By Colette Nichol, SEO & Story Strategist
SEO stands for search engine optimization. At its core, SEO is the act of creating helpful content that meets the searcher's intent so that you can rise to the top of the SERPs (search engine results pages) and get more traffic.
However, within the world of SEO you have white hat, blue hat, grey hat, and black hat SEO. Not everyone is simply trying to create helpful content. There are techniques that are entirely unhelpful that do work because the SEOs are exploiting parts of the algorithm that can be gamed.
These techniques evolve as Googles algorithms and search technology evolves. And Google is constantly trying to knock down the low-quality pages that are gaming the system. They achieve this with varying degrees of efficacy.
Is Google the only search engine that matters?
While there are many search engines online, Google is still the leading search engine by a long shot. So when you're doing SEO, you're usually focused on how to get to positions 1, 2 or 3 on the first page of Google.
The higher you are on the first page of Google for multiple relevant searches, the more organic traffic you'll get. And as long as your traffic is relevant to your business, and you have a solid website and sales system, then you'll be able to increase revenue consistently with your organic traffic.
How Does SEO Work?
Whether or not you're able to get a page or post to the top of Google depends on many many ranking factors. "Ranking factors" are basically elements in the many algorithms that make up Google's complex retrieval system.

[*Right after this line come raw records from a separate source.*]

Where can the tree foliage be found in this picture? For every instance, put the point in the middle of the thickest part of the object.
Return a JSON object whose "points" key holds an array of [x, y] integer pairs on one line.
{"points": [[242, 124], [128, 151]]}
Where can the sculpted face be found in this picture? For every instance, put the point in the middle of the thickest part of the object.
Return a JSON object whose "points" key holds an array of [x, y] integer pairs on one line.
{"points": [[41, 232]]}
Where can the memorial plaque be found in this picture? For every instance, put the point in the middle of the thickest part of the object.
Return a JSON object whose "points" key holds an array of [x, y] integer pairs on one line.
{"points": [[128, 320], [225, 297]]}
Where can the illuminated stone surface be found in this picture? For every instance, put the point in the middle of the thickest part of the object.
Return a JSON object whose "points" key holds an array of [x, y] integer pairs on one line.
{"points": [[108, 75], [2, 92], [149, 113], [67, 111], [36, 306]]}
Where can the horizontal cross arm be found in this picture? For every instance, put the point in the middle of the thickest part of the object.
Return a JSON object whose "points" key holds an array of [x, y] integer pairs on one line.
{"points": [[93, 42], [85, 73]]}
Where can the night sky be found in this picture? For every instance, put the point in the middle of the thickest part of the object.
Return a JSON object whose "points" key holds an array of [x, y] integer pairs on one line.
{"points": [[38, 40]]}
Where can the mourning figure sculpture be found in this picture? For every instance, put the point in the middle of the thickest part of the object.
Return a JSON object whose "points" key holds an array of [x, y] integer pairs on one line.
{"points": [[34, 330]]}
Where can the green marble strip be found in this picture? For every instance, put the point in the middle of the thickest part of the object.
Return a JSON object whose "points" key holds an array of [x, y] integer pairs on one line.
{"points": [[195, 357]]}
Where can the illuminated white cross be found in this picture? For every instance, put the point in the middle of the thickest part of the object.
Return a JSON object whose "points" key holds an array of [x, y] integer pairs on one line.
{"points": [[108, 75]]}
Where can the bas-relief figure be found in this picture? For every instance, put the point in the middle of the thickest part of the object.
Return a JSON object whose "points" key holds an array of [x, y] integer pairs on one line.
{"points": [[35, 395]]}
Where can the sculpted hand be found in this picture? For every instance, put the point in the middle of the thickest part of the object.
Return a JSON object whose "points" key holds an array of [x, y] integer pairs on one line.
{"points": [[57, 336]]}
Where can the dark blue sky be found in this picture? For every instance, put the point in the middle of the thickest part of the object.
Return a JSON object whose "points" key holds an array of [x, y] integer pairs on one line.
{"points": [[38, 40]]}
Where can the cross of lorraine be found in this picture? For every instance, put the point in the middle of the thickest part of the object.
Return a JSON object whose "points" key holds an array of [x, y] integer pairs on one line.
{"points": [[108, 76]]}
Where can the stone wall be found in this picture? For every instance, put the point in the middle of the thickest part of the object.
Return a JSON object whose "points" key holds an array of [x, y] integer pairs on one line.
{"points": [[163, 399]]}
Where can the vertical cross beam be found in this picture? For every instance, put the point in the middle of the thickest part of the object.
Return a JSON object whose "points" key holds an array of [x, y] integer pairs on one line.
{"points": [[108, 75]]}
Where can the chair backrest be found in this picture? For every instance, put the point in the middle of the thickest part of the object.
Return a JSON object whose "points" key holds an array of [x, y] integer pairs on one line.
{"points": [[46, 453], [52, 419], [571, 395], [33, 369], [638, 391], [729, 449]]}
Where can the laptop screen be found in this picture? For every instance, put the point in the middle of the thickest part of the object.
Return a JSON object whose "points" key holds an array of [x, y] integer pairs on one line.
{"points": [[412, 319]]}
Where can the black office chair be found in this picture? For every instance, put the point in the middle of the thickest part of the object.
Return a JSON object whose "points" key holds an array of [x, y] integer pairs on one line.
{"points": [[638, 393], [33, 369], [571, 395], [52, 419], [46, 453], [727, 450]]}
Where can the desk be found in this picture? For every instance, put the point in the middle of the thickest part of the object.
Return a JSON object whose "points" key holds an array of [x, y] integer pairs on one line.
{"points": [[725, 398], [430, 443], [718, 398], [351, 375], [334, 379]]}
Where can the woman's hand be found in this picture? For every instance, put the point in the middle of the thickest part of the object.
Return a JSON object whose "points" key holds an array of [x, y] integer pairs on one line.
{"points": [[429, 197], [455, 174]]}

If you think of Google as basically the world's most hardworking librarian, you'll start to get a better idea of how SEO works. Somebody comes into the library and says, "Hey, I need helping figuring out this thing."
The librarian, then turns around and wracks her brain, trying to figure out what the absolute best possible book would be to give this person. In the case of our intrepid Google librarian, she's trying to surface the best possible pages for the searcher.
But what makes a search result the "best"?
A search result could be considered "the best" possible result if it truly answers the searcher's intent and provides unique and valuable information or actionable steps (like shopping results) sot that the searcher can get what they need and move on with life.
Our librarian is trying to be helpful, and she doesn't want someone to have to keep coming back and doing the same request over and over. She wants to be able to hand you a book or a couple books and have fulfilled your needs.
It's the same with Google search. They don't want to show you search results that don't help you (in most cases).
Can you have the best content and still not rank at the top?
You can have what you think is the best, most helpful content and still not rank at the top. That's because there are specific factors that help Google's algorithms identify whether your content is valuable or not. And it's not subjective. An algorithm is just a bunch of numbers. Meaning, there's no magical creature inside the internet judging whether your content is good or bad.
Instead, there are ranking factors which can push your content up or down. And, of course, these ranking factors can change. Or someone else can come along and do better than you.